Monday 5 August 2019

Helliconia Summer - Brian Aldiss (1983)

Rating: Excellent

Helliconia Summer, the second volume in the Helliconia trilogy, is superb old-school science fiction. The novel is superior to Helliconia Spring (1982), partly because the world it depicts is far richer in summer than it was in its emergent state in spring. The novel also contains much more detail about humanity's observational satellite - Avernus, in orbit around the planet, as well as Helliconia's stellar and biological history. The novel's world-building is splendidly detailed, fascinating and ultimately entirely satisfying. During summer the planet's human-like life forms are dominant and their civilization is akin to that of Earth's late middle ages. The planet's other intelligent inhabitants, the Phagors (as pictured on the book cover) are much more passive during summer, surviving and biding their time until winter returns. The Phagors are curiously compelling aliens, despite being mostly impassive and enigmatic. Although Phagor culture is less sophisticated than that of the 'humans' they make them seem childish and vain in comparison.

Part of what makes Helliconia Summer so satisfying is the weave of complex multiple plot strands that also feature well rounded and believable characters. The characters are generally dynamic and relatably human in both their motivations and flaws.

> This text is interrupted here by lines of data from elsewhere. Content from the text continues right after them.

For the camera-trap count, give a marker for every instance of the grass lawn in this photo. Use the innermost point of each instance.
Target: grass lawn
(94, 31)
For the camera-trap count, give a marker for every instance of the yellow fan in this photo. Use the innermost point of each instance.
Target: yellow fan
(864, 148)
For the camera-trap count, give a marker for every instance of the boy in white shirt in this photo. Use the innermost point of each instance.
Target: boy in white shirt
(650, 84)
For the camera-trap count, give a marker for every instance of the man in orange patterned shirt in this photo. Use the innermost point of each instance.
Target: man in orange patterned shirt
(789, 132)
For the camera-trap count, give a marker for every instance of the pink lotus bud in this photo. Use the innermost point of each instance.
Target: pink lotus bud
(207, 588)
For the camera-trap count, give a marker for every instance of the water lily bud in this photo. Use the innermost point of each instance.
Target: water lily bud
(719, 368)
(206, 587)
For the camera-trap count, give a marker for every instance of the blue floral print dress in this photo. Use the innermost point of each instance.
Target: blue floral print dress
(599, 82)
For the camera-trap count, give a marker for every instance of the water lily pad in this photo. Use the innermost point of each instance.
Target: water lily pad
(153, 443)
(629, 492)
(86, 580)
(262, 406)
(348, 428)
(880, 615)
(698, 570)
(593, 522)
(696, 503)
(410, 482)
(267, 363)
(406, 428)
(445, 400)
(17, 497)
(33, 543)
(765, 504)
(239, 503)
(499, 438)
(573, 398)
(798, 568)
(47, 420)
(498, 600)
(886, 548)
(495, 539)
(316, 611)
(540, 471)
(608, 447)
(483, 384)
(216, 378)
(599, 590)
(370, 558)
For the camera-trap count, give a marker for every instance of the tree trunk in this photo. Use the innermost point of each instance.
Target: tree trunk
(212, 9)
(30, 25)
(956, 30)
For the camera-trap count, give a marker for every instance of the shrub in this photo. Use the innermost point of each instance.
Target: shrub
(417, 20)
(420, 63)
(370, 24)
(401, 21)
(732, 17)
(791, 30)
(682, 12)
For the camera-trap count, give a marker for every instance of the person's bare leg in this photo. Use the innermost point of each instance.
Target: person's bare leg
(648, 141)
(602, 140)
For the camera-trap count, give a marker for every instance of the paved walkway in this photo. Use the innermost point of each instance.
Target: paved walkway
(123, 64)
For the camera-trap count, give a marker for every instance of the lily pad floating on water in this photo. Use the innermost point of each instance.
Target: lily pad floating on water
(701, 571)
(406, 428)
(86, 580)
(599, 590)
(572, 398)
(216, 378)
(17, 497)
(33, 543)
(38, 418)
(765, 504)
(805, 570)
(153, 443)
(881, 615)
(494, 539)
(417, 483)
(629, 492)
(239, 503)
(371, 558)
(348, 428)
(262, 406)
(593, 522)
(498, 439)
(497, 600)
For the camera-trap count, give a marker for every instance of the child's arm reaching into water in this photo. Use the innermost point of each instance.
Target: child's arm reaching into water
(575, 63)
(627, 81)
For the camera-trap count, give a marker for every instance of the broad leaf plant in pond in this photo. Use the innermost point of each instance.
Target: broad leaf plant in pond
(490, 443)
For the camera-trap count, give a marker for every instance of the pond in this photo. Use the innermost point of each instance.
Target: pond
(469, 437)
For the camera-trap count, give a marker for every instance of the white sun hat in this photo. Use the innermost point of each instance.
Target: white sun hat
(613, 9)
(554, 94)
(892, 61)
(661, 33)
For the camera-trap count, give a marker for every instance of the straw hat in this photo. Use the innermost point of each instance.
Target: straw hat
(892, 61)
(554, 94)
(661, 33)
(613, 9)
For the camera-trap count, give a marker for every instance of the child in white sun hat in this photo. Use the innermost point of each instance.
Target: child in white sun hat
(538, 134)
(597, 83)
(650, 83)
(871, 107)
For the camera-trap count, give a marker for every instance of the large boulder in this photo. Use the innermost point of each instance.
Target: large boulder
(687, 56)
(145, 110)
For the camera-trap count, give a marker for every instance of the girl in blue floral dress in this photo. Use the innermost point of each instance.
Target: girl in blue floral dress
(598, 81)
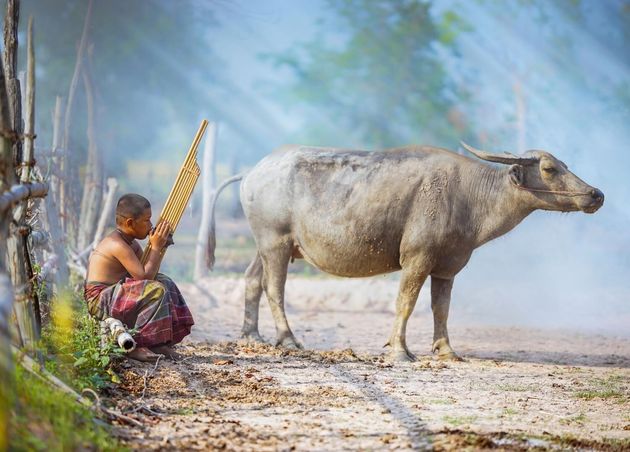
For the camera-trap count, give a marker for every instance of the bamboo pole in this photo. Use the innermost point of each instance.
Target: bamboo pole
(93, 183)
(68, 195)
(25, 302)
(182, 189)
(6, 366)
(208, 183)
(53, 210)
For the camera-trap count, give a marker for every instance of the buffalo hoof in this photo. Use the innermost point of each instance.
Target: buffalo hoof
(401, 356)
(253, 336)
(450, 356)
(290, 343)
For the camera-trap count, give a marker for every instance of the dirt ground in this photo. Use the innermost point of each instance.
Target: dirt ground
(518, 388)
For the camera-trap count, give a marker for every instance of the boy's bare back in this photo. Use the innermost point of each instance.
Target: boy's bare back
(105, 265)
(118, 255)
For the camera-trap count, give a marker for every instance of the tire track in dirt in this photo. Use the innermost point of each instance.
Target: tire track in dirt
(417, 433)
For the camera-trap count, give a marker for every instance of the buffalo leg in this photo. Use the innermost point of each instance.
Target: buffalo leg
(440, 302)
(410, 284)
(275, 263)
(253, 292)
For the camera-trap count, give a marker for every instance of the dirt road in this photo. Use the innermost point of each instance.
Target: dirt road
(517, 389)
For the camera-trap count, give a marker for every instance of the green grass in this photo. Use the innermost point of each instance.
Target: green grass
(579, 419)
(44, 419)
(457, 421)
(604, 388)
(517, 388)
(509, 412)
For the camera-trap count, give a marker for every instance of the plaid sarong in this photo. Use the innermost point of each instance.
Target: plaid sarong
(155, 309)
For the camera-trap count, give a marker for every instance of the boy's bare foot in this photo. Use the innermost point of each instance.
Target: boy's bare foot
(143, 354)
(166, 350)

I couldn't help but get caught up in the characters individual stories as they struggled to cope with the planet's continual cultural and geographical shifts. Like the first novel there are long sections detailing particular narrative threads, however there is much more dynamism to the narrative in general, making it far more compelling than the first novel. Despite being nearly 600 pages in length I really did not want Helliconia Summer to end, it was thoroughly enjoyable and I couldn't help but wonder why it has never been made into a series akin to something like Game of Thrones; it certainly has the complexity and scope to satisfy most modern viewers, even those who failed to understand Game of Thrones denouement.